Tony Will, president and chief executive officer of CF Industries Holdings Inc., was quoted as saying, “The timing of this action by Union Pacific could not come at a worse time for farmers. Not only will fertilizer be delayed by these shipping restrictions, but additional fertilizer needed to complete spring applications may be unable to reach farmers at all. By placing this arbitrary restriction on just a handful of shippers, Union Pacific is jeopardizing farmers’ harvests and increasing the cost of food for consumers.”
The story continued, saying that o Friday, April 8, “Union Pacific informed CF Industries without advance notice that it was mandating certain shippers to reduce the volume of private cars on its railroad effective immediately. The Company was told to reduce its shipments by nearly 20 percent.

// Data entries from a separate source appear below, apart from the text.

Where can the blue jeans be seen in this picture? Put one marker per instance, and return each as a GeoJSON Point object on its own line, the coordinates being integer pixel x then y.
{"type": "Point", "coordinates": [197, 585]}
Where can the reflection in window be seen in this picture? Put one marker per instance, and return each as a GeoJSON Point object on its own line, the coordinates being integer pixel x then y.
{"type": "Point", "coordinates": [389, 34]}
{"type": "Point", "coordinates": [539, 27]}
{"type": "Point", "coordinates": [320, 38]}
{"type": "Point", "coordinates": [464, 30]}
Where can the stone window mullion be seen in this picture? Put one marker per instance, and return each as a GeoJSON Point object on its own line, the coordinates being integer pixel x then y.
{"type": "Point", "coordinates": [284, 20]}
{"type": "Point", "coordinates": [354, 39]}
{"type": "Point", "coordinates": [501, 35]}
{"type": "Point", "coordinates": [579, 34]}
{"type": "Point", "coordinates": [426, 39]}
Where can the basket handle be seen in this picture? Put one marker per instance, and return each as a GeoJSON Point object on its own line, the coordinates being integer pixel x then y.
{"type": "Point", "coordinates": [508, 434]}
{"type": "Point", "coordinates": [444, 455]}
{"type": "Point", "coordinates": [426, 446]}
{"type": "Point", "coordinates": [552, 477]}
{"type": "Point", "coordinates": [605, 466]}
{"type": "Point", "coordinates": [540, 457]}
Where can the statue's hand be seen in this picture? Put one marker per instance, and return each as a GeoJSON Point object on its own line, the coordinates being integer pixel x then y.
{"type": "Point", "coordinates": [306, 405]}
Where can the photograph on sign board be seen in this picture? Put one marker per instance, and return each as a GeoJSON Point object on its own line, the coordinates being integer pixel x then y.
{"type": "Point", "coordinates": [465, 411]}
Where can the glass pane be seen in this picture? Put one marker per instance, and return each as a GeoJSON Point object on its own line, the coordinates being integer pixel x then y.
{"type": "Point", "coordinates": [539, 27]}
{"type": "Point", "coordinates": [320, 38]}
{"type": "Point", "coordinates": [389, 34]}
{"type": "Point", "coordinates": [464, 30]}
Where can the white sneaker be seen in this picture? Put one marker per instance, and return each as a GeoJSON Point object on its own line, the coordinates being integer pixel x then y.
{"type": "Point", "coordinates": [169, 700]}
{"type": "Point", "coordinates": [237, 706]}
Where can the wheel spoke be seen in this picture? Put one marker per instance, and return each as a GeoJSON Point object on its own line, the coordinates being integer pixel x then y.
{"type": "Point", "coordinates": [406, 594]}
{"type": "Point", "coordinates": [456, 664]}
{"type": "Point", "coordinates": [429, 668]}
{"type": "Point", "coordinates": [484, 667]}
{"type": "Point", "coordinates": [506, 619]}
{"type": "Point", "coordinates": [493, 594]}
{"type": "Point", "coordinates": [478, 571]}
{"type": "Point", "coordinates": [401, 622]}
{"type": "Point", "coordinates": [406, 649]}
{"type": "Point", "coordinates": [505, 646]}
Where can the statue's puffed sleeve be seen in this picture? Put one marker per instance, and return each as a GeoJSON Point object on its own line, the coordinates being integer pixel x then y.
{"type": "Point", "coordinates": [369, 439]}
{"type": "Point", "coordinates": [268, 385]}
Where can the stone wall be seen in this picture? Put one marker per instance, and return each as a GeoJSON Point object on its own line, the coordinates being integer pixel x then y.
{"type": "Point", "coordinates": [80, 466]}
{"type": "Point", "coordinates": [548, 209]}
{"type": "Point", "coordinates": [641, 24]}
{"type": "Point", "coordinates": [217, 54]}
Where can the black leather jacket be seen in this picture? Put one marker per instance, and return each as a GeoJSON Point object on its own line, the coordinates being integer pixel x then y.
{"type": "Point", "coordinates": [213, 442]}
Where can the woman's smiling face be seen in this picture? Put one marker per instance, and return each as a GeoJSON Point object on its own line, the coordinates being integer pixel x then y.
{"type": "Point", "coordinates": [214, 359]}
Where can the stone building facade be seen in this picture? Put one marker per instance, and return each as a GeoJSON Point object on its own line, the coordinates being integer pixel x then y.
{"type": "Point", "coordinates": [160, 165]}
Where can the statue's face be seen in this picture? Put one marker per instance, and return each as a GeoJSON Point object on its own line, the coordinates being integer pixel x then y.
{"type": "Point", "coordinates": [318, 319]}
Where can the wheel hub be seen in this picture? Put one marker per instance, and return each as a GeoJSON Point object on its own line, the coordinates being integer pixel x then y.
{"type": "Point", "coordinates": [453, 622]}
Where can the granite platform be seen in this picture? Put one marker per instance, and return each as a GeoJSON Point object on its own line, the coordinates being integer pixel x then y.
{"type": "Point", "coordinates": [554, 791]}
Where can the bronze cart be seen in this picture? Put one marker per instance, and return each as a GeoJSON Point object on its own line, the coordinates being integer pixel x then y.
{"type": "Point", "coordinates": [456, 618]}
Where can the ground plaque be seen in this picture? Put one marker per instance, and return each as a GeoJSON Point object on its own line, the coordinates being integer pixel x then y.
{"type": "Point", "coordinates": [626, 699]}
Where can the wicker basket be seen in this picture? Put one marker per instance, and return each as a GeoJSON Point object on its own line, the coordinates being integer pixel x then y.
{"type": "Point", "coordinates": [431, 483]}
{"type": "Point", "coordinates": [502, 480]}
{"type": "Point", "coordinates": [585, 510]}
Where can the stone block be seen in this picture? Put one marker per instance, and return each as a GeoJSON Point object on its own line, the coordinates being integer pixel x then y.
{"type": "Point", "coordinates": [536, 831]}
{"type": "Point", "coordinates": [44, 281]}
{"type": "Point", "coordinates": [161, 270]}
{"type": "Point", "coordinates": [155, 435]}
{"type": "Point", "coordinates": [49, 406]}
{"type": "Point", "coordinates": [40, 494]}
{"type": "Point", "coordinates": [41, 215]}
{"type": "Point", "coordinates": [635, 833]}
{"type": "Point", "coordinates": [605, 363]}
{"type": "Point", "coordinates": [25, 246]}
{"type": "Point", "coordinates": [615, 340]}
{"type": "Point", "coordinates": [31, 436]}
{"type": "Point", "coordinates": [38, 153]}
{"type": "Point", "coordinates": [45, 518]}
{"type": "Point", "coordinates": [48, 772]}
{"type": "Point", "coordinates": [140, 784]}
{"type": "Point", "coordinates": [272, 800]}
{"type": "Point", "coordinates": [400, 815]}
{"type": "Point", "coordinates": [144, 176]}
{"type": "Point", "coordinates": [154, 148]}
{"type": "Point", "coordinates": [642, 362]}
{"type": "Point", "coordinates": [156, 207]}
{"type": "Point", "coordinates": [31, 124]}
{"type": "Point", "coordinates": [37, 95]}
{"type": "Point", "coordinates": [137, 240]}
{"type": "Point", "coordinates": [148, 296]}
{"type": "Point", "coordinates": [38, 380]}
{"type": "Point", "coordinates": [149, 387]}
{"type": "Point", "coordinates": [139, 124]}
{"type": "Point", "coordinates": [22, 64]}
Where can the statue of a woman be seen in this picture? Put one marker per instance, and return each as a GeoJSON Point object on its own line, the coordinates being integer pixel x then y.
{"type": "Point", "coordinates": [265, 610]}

CF Industries believes it will still be able to fulfill delivery of product already contracted for rail shipment to Union Pacific destinations, albeit with likely delays.
“However, because Union Pacific has told the Company that noncompliance will result in the embargo of its facilities by the railroad, CF Industries may not have available shipping capacity to take new rail orders involving Union Pacific rail lines to meet late season demand for fertilizer.
“The application of nitrogen fertilizer is critical to maximizing crop yields. If farmers are unable to secure all the nitrogen fertilizer that they require in the current season because of supply chain disruptions such as rail shipping restrictions, the Company expects yield will be lower. This will likely extend the timeline to replenish global grains stocks. Low global grains stocks continue to support high front month and forward prices for nitrogen-consuming crops, which has contributed to higher food prices.”
The story said, “CF Industries intends to engage directly with the federal government to ask that fertilizer shipments be prioritized so that spring planting is not adversely impacted.
Will added, “CF Industries’ North American manufacturing network continues to produce at a high rate to meet the needs of customers, farmers and consumers. We urge the federal government to take action to remove these Union Pacific rail shipment restrictions to ensure this vital fertilizer will be able to reach U.S. farmers when and where they need it.”